Dans un sport aussi éminemment masculin que le football, les joueuses peinent à se lancer ou à trouver leur place. La donne change cependant, mais très lentement.
Mardi 30 mai. Au gymnase Jean-Macé, des garçons du CP au CM2 se disputent le ballon à l’occasion d’un tournoi organisé par les animateurs du périscolaire. Où sont les filles ? Assises sur des bancs, elles applaudissent ou huent les équipes en lice. « Le tournoi était ouvert à toutes et à tous, assure Hugo Mollet, directeur des Animalins de l’école. Seules trois filles se sont inscrites pour jouer. La majorité des écolières ne se sentent hélas pas légitimes pour pratiquer ce sport. »
Mercredi 17 mai, au parc omnisports Youri-Gagarine, l’ambiance est tout autre. Sur les vastes pelouses, des filles en crampons endossent leurs maillots, prêtes à en découdre avec les équipes adverses. Collèges Robespierre, Paul-Éluard, Pablo-Picasso : pour ce tournoi inter-écoles exclusivement féminin, les établissements stéphanais sont dûment représentés.
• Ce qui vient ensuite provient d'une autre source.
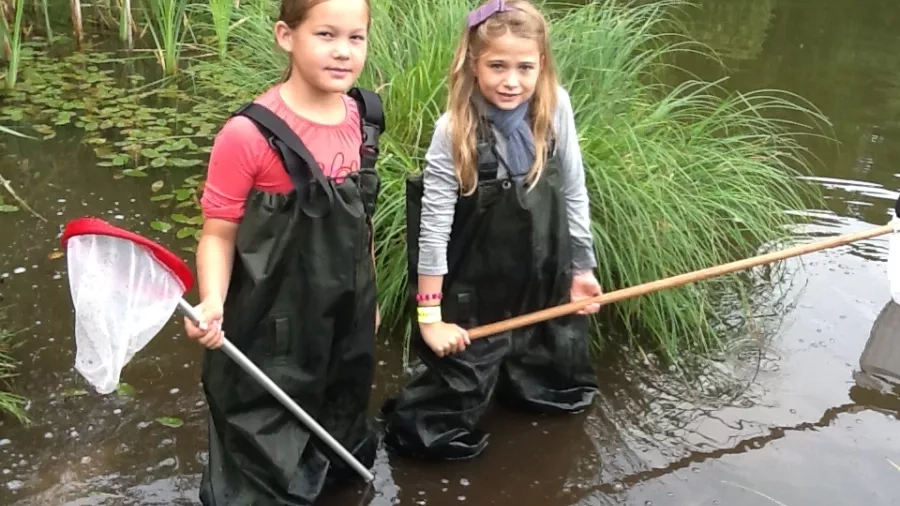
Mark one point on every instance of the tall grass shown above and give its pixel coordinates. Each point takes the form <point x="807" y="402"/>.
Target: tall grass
<point x="13" y="37"/>
<point x="220" y="12"/>
<point x="9" y="403"/>
<point x="680" y="178"/>
<point x="168" y="23"/>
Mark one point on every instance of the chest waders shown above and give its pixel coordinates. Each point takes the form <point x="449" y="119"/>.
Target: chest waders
<point x="509" y="254"/>
<point x="301" y="305"/>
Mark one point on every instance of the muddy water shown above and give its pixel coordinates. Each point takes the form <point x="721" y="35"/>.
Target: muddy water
<point x="800" y="432"/>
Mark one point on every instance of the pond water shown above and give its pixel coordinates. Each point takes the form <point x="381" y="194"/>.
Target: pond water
<point x="802" y="433"/>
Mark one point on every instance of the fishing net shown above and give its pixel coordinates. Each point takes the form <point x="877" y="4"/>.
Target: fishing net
<point x="124" y="289"/>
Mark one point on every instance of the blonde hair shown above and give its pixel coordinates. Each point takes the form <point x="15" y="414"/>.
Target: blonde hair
<point x="521" y="19"/>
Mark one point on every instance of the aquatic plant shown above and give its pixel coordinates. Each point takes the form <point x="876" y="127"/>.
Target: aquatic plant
<point x="12" y="40"/>
<point x="9" y="403"/>
<point x="167" y="21"/>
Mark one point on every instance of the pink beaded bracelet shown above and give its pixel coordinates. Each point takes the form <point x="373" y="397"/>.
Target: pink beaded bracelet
<point x="421" y="297"/>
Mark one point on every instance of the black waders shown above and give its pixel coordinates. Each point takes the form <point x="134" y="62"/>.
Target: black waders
<point x="509" y="254"/>
<point x="301" y="305"/>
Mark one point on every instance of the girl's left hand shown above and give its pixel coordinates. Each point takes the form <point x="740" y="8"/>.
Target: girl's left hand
<point x="584" y="286"/>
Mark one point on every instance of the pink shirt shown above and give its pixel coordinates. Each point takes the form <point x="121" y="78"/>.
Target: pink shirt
<point x="241" y="158"/>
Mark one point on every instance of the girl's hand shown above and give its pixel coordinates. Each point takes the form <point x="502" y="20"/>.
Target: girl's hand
<point x="444" y="338"/>
<point x="211" y="314"/>
<point x="584" y="286"/>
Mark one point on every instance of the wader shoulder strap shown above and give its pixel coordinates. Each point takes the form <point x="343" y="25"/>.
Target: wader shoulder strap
<point x="293" y="153"/>
<point x="371" y="112"/>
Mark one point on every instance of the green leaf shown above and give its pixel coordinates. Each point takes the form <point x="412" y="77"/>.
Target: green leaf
<point x="161" y="226"/>
<point x="170" y="421"/>
<point x="183" y="194"/>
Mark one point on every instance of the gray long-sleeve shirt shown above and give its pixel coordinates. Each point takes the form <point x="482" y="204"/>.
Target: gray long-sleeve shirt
<point x="441" y="189"/>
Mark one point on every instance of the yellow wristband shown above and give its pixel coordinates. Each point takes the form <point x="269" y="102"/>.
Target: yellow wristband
<point x="429" y="314"/>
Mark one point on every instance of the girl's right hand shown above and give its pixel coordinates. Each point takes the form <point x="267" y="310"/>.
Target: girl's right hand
<point x="444" y="338"/>
<point x="211" y="314"/>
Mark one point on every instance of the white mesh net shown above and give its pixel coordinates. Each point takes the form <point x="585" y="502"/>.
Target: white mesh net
<point x="122" y="298"/>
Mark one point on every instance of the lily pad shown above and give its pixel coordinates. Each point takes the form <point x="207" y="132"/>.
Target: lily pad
<point x="186" y="232"/>
<point x="161" y="226"/>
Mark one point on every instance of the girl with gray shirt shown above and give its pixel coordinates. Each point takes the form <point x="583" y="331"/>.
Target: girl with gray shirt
<point x="498" y="226"/>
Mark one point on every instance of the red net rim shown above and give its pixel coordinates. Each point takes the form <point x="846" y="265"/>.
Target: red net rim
<point x="96" y="226"/>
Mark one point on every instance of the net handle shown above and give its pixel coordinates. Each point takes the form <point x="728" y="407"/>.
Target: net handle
<point x="247" y="365"/>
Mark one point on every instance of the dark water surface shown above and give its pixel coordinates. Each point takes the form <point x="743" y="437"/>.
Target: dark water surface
<point x="803" y="433"/>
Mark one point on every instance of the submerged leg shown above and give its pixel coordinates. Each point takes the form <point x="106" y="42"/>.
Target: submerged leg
<point x="436" y="414"/>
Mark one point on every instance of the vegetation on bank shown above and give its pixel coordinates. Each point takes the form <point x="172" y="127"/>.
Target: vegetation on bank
<point x="681" y="177"/>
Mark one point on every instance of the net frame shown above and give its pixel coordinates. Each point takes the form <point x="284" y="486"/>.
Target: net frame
<point x="181" y="273"/>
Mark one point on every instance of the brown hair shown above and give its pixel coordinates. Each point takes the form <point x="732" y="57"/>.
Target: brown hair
<point x="293" y="12"/>
<point x="522" y="20"/>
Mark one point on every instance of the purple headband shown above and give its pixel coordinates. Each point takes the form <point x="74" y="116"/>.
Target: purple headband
<point x="487" y="10"/>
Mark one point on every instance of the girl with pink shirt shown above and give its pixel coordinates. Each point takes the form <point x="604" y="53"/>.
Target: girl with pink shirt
<point x="286" y="269"/>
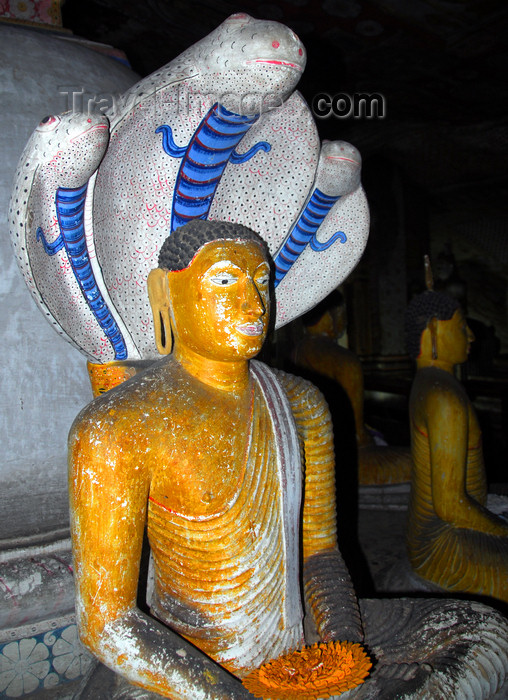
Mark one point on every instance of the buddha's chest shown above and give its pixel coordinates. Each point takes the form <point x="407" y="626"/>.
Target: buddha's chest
<point x="201" y="460"/>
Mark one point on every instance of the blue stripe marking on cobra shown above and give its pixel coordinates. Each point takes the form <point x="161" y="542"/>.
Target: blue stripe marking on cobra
<point x="304" y="232"/>
<point x="70" y="205"/>
<point x="204" y="160"/>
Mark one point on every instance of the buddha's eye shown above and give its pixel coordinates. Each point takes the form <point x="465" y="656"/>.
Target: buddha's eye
<point x="224" y="279"/>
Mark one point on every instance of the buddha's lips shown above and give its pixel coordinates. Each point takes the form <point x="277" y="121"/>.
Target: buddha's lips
<point x="251" y="328"/>
<point x="273" y="62"/>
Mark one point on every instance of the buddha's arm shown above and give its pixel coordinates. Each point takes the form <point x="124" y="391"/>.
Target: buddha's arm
<point x="327" y="583"/>
<point x="446" y="416"/>
<point x="108" y="492"/>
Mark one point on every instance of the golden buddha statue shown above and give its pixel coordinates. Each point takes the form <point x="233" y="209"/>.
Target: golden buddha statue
<point x="229" y="465"/>
<point x="318" y="351"/>
<point x="453" y="540"/>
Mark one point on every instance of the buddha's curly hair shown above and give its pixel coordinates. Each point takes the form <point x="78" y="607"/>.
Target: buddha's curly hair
<point x="181" y="246"/>
<point x="420" y="310"/>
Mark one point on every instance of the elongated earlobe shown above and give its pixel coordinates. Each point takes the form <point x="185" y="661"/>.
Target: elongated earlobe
<point x="158" y="293"/>
<point x="433" y="336"/>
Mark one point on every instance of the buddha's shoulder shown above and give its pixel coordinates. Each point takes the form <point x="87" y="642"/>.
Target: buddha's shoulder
<point x="432" y="383"/>
<point x="136" y="399"/>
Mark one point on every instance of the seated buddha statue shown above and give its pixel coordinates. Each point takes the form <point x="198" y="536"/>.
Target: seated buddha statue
<point x="229" y="466"/>
<point x="318" y="351"/>
<point x="453" y="539"/>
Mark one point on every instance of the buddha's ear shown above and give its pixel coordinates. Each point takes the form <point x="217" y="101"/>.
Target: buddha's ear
<point x="158" y="293"/>
<point x="433" y="336"/>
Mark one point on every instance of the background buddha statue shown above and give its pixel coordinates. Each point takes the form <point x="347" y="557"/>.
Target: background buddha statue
<point x="453" y="539"/>
<point x="318" y="351"/>
<point x="229" y="465"/>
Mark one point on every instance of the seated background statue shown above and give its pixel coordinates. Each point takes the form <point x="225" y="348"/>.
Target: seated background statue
<point x="453" y="540"/>
<point x="205" y="448"/>
<point x="317" y="350"/>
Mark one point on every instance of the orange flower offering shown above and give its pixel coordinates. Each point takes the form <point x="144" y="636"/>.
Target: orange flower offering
<point x="313" y="672"/>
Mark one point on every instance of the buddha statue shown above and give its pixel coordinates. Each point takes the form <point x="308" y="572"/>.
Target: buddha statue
<point x="229" y="465"/>
<point x="317" y="351"/>
<point x="453" y="539"/>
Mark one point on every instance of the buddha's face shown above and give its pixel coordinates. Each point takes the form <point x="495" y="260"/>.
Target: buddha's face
<point x="220" y="302"/>
<point x="455" y="338"/>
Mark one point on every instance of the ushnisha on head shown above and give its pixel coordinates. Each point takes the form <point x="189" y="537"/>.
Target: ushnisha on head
<point x="436" y="330"/>
<point x="211" y="291"/>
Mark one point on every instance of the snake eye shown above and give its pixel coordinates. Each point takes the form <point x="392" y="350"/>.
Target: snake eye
<point x="48" y="123"/>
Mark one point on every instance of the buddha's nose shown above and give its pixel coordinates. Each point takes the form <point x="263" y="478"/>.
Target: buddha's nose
<point x="252" y="303"/>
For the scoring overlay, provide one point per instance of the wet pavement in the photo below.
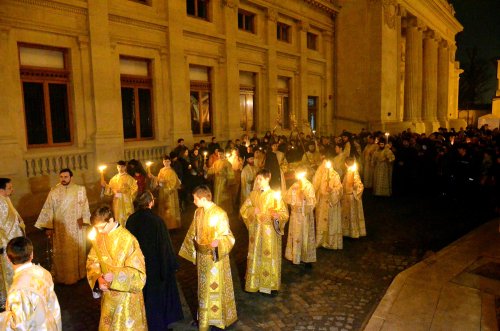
(342, 289)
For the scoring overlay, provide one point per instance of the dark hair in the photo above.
(145, 199)
(264, 173)
(203, 191)
(19, 250)
(101, 215)
(3, 183)
(68, 170)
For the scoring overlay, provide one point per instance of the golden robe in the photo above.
(301, 243)
(216, 300)
(329, 191)
(224, 176)
(11, 226)
(264, 246)
(382, 171)
(123, 201)
(63, 207)
(353, 218)
(32, 303)
(122, 307)
(168, 199)
(367, 165)
(247, 178)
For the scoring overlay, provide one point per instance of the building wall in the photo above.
(96, 33)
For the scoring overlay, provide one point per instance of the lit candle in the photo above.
(277, 199)
(92, 237)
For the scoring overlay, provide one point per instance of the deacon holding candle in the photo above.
(328, 188)
(123, 188)
(301, 244)
(265, 225)
(208, 243)
(116, 271)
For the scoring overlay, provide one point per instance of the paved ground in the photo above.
(342, 289)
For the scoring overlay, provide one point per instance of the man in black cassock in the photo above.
(161, 295)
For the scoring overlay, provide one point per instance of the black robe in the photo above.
(161, 296)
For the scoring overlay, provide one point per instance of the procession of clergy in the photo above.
(130, 243)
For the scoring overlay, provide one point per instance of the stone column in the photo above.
(413, 74)
(443, 82)
(429, 87)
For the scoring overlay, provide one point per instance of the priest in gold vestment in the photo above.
(301, 243)
(328, 188)
(223, 173)
(63, 216)
(168, 183)
(353, 218)
(265, 215)
(116, 270)
(32, 303)
(11, 226)
(207, 244)
(123, 188)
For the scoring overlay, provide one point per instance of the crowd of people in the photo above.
(315, 184)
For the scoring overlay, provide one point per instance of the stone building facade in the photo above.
(89, 82)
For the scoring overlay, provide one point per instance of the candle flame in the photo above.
(92, 234)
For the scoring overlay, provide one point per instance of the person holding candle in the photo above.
(161, 295)
(208, 243)
(32, 303)
(123, 188)
(168, 183)
(382, 162)
(265, 225)
(116, 271)
(301, 243)
(328, 188)
(353, 218)
(64, 216)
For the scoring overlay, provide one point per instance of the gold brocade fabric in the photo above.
(122, 307)
(168, 199)
(123, 188)
(329, 191)
(367, 165)
(353, 218)
(11, 226)
(301, 243)
(264, 248)
(224, 175)
(63, 207)
(216, 302)
(247, 178)
(382, 172)
(32, 303)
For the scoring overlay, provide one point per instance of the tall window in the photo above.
(197, 8)
(200, 96)
(283, 32)
(246, 21)
(136, 90)
(284, 110)
(247, 101)
(45, 79)
(312, 41)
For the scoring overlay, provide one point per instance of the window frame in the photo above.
(46, 76)
(247, 14)
(196, 9)
(283, 27)
(138, 82)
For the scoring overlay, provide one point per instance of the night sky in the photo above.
(481, 22)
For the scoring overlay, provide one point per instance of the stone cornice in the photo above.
(327, 6)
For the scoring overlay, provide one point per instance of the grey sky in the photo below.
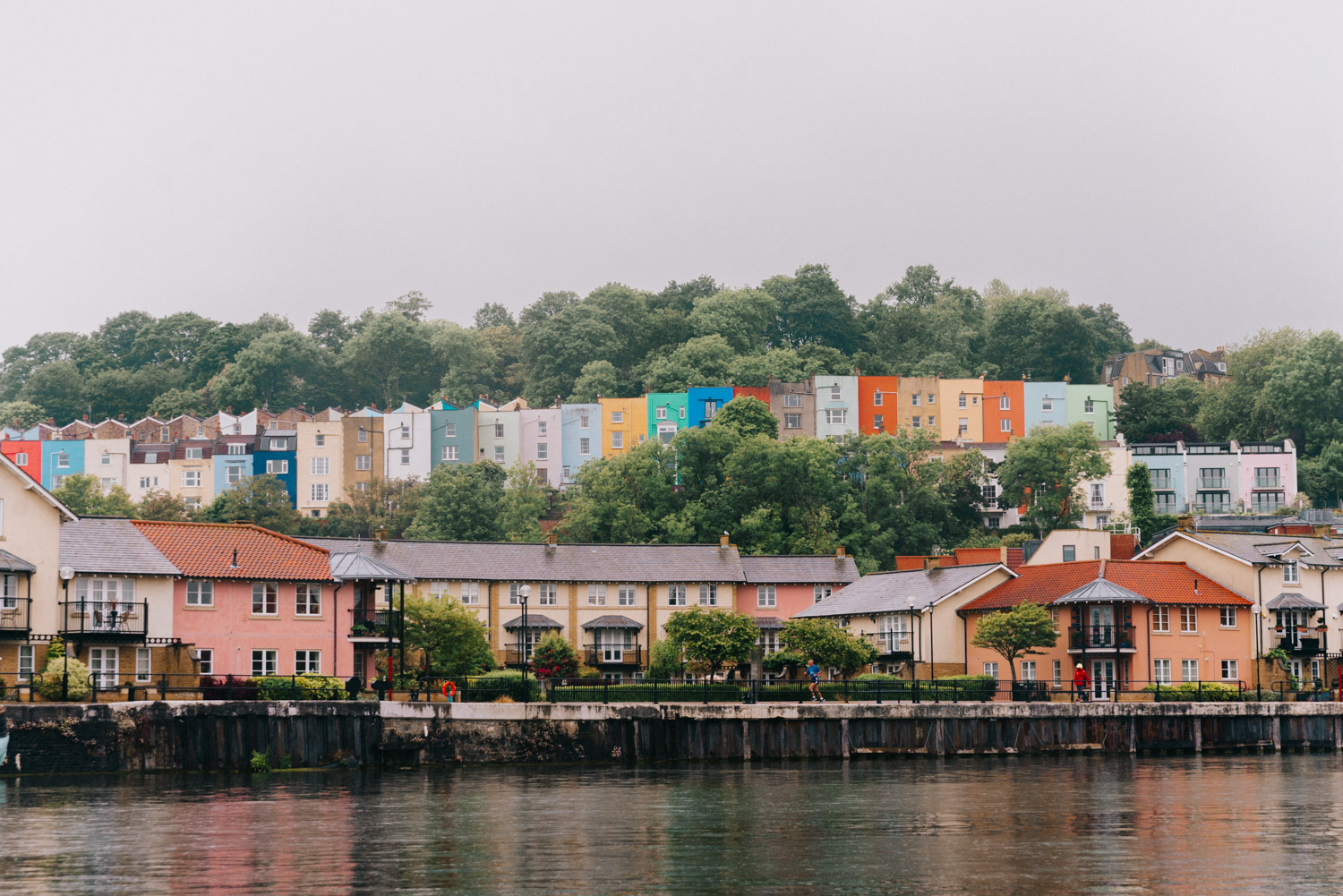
(1181, 161)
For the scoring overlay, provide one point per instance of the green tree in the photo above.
(461, 503)
(450, 637)
(748, 416)
(714, 637)
(827, 644)
(1045, 469)
(1020, 632)
(258, 499)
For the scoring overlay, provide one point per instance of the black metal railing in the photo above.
(1100, 637)
(375, 624)
(614, 654)
(105, 619)
(13, 619)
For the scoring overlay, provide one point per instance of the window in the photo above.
(1162, 670)
(265, 598)
(201, 594)
(263, 662)
(308, 600)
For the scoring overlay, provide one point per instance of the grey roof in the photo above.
(610, 622)
(534, 621)
(1292, 602)
(1101, 590)
(354, 566)
(535, 562)
(13, 563)
(892, 592)
(113, 546)
(825, 568)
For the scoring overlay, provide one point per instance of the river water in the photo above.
(1244, 823)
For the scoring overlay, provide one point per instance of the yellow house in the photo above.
(625, 423)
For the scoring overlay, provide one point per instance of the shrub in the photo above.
(61, 667)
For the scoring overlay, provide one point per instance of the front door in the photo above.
(1103, 678)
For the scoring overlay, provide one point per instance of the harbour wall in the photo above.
(218, 735)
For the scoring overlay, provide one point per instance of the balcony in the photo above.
(375, 625)
(1112, 637)
(609, 654)
(115, 621)
(13, 619)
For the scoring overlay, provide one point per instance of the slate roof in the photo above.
(535, 562)
(110, 546)
(206, 551)
(1154, 581)
(825, 568)
(891, 592)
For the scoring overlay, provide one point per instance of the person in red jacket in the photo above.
(1082, 683)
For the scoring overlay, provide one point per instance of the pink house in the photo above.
(255, 602)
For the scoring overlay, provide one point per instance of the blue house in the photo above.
(277, 455)
(706, 402)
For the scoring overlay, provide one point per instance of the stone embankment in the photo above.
(133, 737)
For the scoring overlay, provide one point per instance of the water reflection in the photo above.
(1066, 825)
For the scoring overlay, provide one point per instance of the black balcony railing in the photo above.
(13, 619)
(610, 654)
(1112, 637)
(375, 624)
(105, 619)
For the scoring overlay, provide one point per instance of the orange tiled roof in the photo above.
(206, 551)
(1159, 582)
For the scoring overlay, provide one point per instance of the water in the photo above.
(1028, 825)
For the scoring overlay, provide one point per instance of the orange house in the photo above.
(1128, 624)
(877, 408)
(1005, 410)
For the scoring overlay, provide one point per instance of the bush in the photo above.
(61, 667)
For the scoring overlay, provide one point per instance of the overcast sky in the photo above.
(1181, 161)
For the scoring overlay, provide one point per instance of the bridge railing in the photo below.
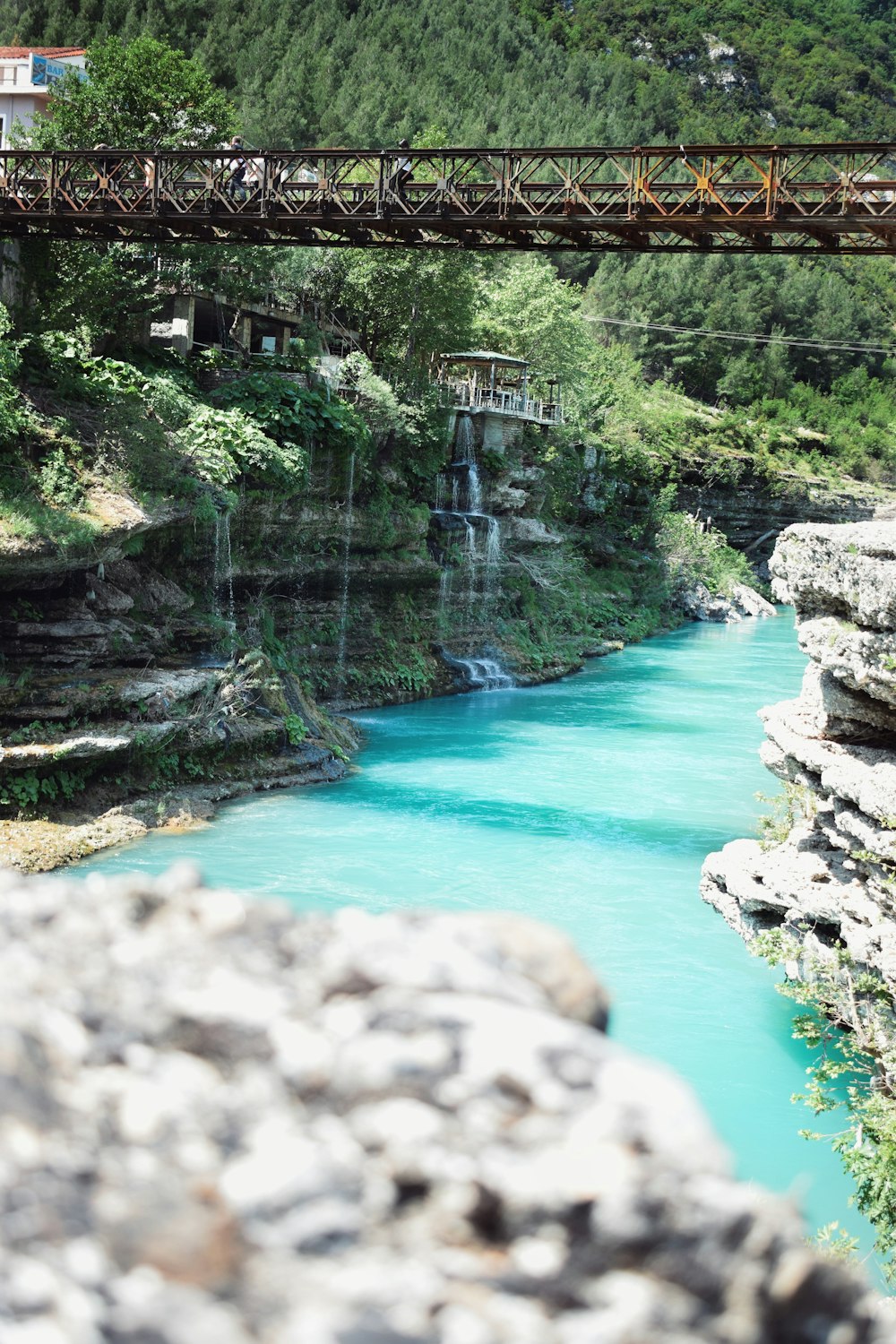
(460, 195)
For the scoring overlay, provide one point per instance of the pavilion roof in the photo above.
(485, 357)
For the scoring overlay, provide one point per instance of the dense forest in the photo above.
(533, 72)
(85, 410)
(477, 72)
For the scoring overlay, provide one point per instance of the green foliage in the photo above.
(847, 1021)
(694, 553)
(295, 728)
(408, 306)
(142, 94)
(530, 314)
(226, 444)
(794, 804)
(295, 417)
(26, 789)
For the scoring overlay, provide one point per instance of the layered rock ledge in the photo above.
(833, 876)
(223, 1124)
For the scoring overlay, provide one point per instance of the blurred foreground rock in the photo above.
(223, 1124)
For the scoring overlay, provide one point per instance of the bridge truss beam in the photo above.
(828, 198)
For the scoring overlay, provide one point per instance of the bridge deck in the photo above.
(724, 198)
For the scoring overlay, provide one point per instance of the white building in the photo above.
(27, 75)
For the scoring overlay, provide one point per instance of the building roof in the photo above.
(487, 357)
(56, 53)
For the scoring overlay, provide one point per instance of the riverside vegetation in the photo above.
(190, 564)
(163, 515)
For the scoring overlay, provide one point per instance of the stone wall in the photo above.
(222, 1124)
(833, 878)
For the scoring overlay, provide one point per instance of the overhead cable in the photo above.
(758, 338)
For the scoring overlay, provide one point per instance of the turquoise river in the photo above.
(590, 803)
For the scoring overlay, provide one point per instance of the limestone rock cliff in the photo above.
(223, 1124)
(833, 878)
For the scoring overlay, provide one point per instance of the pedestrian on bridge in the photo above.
(237, 167)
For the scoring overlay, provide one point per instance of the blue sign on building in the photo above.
(46, 72)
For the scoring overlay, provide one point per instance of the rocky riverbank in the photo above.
(225, 1124)
(831, 881)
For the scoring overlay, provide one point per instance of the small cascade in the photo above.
(492, 562)
(343, 605)
(223, 573)
(479, 674)
(473, 489)
(463, 441)
(469, 538)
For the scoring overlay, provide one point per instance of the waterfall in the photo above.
(445, 596)
(473, 489)
(492, 564)
(463, 445)
(479, 674)
(343, 605)
(223, 572)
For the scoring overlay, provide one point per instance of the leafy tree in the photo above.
(142, 94)
(530, 314)
(408, 306)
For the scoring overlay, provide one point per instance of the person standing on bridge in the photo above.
(237, 168)
(403, 172)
L’idée est plutôt bien trouvée : chaque licenciée d’un club de football invite une copine à découvrir les plaisirs du ballon rond. À en juger par la joyeuse effervescence qui règne lors de cette journée sportive, ça marche.
« Le foot, ce n’est pas que de la performance et de la compétition. À travers des matchs mais aussi des animations comme le bubble-foot, le fit-foot ou le footgolf, nous avons voulu montrer toute la dimension ludique de ce sport, explique Sadia Salem, chargée de projets au Football club de Saint-Étienne-du-Rouvray, co-organisateur de l’événement avec l’Union nationale du sport scolaire. Nous souhaitons éveiller des vocations chez les filles, qui restent malheureusement très minoritaires dans le foot. »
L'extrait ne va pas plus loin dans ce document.